Thursday, November 28, 2013

Merch, Tearaway, Last of Us, Jacob Jones & Sleepy Hollow  


Gifts: I’m going to start things off a little differently tonight with some physical merchandise talk instead of games.  'Tis the season for gift-giving, so maybe a few of you out there will be in a market for stuff of this sort
By the way, the manufacturers of the items below sent me the merchandise free of charge for evaluation purposes, so I got to try these things out at no cost.  It doesn’t change my opinion of them, but I’m putting that out there in the spirit of full disclosure.  Take it as you will.

First up, a pair of “Turnover” sunglasses by Converse.  

Of course, wearing anything on your face will depend heavily on personal taste, but I don’t wear shades very often and these have been great.  They’ve got a little rubberized patch where they sit on the bridge of your nose, and the lenses (although they appear to be on the lighter side) are polarized, so they do a great job of cutting glare and keeping excess light out.

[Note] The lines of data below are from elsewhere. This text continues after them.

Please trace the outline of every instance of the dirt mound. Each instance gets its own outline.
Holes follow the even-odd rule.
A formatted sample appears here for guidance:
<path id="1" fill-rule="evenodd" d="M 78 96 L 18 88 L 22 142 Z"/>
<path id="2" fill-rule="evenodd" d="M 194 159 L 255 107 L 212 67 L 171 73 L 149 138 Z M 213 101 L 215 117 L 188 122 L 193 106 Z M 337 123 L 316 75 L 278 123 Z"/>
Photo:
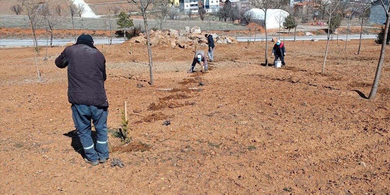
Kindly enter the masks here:
<path id="1" fill-rule="evenodd" d="M 142 122 L 152 122 L 157 121 L 161 120 L 165 120 L 168 118 L 168 116 L 165 115 L 162 112 L 158 113 L 153 113 L 146 117 L 145 117 L 142 120 Z"/>
<path id="2" fill-rule="evenodd" d="M 149 111 L 155 111 L 164 108 L 174 108 L 183 107 L 185 106 L 190 105 L 189 103 L 181 103 L 176 102 L 165 102 L 162 101 L 160 101 L 156 104 L 155 103 L 152 103 L 149 105 L 147 110 Z"/>
<path id="3" fill-rule="evenodd" d="M 207 47 L 208 41 L 204 36 L 206 33 L 202 32 L 200 28 L 198 27 L 194 27 L 190 31 L 189 28 L 187 27 L 184 29 L 179 31 L 172 29 L 168 31 L 151 30 L 149 32 L 150 37 L 150 43 L 152 46 L 166 46 L 172 48 L 176 47 L 183 48 L 191 48 L 192 46 L 197 46 L 198 48 Z M 211 35 L 216 43 L 228 44 L 237 42 L 235 39 L 229 36 L 222 36 L 220 37 L 215 34 Z M 146 34 L 140 33 L 139 36 L 132 38 L 128 41 L 146 44 Z M 127 45 L 128 43 L 125 42 L 123 44 Z"/>
<path id="4" fill-rule="evenodd" d="M 248 28 L 251 31 L 253 32 L 256 31 L 260 33 L 264 33 L 266 32 L 264 28 L 255 23 L 249 23 L 249 24 L 246 25 L 246 28 Z"/>
<path id="5" fill-rule="evenodd" d="M 140 151 L 143 152 L 144 151 L 149 151 L 151 146 L 150 144 L 144 144 L 142 143 L 133 143 L 131 142 L 129 145 L 119 145 L 112 148 L 112 151 L 119 152 L 128 152 L 132 151 Z"/>
<path id="6" fill-rule="evenodd" d="M 186 95 L 182 94 L 177 94 L 176 95 L 171 95 L 163 98 L 160 98 L 160 99 L 164 101 L 170 100 L 171 99 L 184 99 L 190 98 L 191 97 Z"/>

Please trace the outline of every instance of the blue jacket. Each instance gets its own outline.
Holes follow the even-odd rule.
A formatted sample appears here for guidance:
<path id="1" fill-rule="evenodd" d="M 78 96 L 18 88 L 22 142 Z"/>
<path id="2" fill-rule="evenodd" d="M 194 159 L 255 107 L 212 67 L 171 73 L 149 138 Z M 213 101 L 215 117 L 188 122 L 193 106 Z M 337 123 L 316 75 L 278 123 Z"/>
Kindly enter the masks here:
<path id="1" fill-rule="evenodd" d="M 207 40 L 209 41 L 209 49 L 210 49 L 210 48 L 214 48 L 215 46 L 214 45 L 214 39 L 213 38 L 213 35 L 209 35 L 207 37 Z"/>
<path id="2" fill-rule="evenodd" d="M 280 43 L 280 44 L 278 45 L 275 44 L 273 46 L 273 48 L 272 49 L 272 53 L 275 55 L 278 54 L 278 53 L 277 53 L 277 50 L 279 50 L 279 51 L 280 52 L 280 55 L 283 55 L 283 56 L 284 56 L 284 53 L 286 53 L 286 49 L 284 48 L 284 44 L 282 43 Z"/>

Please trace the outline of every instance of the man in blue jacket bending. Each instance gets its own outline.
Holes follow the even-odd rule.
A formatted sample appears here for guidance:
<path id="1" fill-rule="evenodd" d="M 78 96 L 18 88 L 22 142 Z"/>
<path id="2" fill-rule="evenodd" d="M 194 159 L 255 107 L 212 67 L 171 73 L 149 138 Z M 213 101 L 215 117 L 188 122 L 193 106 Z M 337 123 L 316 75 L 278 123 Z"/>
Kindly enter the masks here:
<path id="1" fill-rule="evenodd" d="M 286 55 L 286 50 L 284 48 L 284 44 L 283 43 L 280 43 L 280 40 L 278 40 L 276 42 L 276 44 L 273 46 L 273 48 L 272 49 L 272 56 L 275 55 L 275 60 L 273 61 L 273 65 L 276 66 L 276 61 L 278 61 L 278 58 L 280 58 L 282 61 L 282 64 L 283 66 L 286 66 L 286 63 L 284 62 L 284 56 Z"/>
<path id="2" fill-rule="evenodd" d="M 85 162 L 92 166 L 107 162 L 108 145 L 107 117 L 108 102 L 104 88 L 106 59 L 94 46 L 89 35 L 82 35 L 55 59 L 60 68 L 68 67 L 68 100 L 72 117 L 85 154 Z M 98 138 L 94 145 L 91 121 Z M 95 149 L 96 147 L 96 149 Z"/>
<path id="3" fill-rule="evenodd" d="M 207 51 L 207 55 L 209 56 L 210 62 L 214 61 L 214 39 L 213 35 L 208 34 L 205 34 L 204 36 L 207 38 L 209 42 L 209 50 Z"/>

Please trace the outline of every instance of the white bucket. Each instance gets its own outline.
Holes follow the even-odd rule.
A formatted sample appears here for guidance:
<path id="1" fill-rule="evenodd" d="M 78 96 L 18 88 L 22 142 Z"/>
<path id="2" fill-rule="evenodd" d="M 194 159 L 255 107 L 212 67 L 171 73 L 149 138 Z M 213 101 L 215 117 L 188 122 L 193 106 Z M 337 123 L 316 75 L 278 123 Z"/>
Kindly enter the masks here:
<path id="1" fill-rule="evenodd" d="M 277 68 L 282 67 L 282 61 L 280 60 L 277 61 L 275 63 L 275 67 Z"/>

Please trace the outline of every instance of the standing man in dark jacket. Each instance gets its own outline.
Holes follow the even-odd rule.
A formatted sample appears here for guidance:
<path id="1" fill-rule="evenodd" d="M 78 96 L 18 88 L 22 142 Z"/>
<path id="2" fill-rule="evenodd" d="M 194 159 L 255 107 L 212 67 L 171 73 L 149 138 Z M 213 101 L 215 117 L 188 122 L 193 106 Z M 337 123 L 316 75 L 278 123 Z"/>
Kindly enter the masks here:
<path id="1" fill-rule="evenodd" d="M 275 55 L 275 60 L 273 61 L 274 66 L 276 66 L 276 61 L 278 61 L 278 58 L 280 58 L 282 61 L 282 64 L 283 66 L 286 66 L 286 63 L 284 62 L 284 56 L 286 55 L 286 50 L 284 48 L 284 44 L 280 43 L 280 40 L 278 40 L 276 42 L 276 44 L 273 46 L 273 48 L 272 49 L 272 56 Z"/>
<path id="2" fill-rule="evenodd" d="M 104 56 L 94 46 L 92 37 L 83 34 L 75 44 L 65 48 L 55 59 L 55 65 L 60 68 L 68 67 L 68 100 L 72 104 L 72 117 L 85 162 L 94 166 L 107 162 L 108 103 L 104 88 Z M 91 137 L 91 121 L 98 137 L 96 149 Z"/>
<path id="3" fill-rule="evenodd" d="M 213 35 L 208 34 L 205 34 L 204 36 L 207 38 L 207 41 L 209 43 L 209 51 L 207 51 L 207 55 L 209 56 L 209 59 L 210 62 L 214 61 L 214 39 L 213 38 Z"/>

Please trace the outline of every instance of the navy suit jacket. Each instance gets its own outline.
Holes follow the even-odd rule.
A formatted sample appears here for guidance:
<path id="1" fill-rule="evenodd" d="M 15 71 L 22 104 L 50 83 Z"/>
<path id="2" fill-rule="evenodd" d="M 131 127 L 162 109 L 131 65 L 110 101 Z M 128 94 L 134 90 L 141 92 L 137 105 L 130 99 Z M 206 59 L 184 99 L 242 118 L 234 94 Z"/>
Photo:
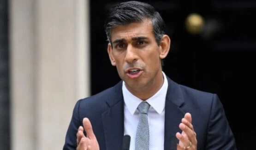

Also, if you look at your iPhone wile wearing them, it looks all rainbow-y! Score!

I’ve dropped them a few times, but they show no signs of scratching or damage.  I also let the wife borrow them (she’s a more frequent shades-wearer than I am) and she’s been totally happy.  Not sure what else to say except that they retail for about $35 and that they're available right here.  Thumbs up.

Next, an actual ocarina.

Now, I've got zero musical talent but I have played almost all of the Zelda games, so I guess that counts as some kind of experience.  When I got the offer to review this thing, how can I possibly say no?

Once it arrived and got unpacked, I discovered that it was ceramic, with a very nice finish.  It’s smooth, heavy, and feels well-made.  That said, I’ve been completely paranoid about dropping it, because I’m afraid that it'll end up looking like a cracked coffee mug after one fall too many.  Thankfully, it comes with a glossy cord that can be wrapped around a neck or wrist for safekeeping. 

So how does it play?  Given that I’ve got no skill at this sort of thing, I was able to follow the included instructions (an obtuse musical manual and an accompanying DVD) and started playing some tunes on the first day.  It was pretty rough for sure, but that was more my fault than the instrument's.  With a little bit of practice, I’d be well-equipped to hit the next renaissance faire and feel good about it.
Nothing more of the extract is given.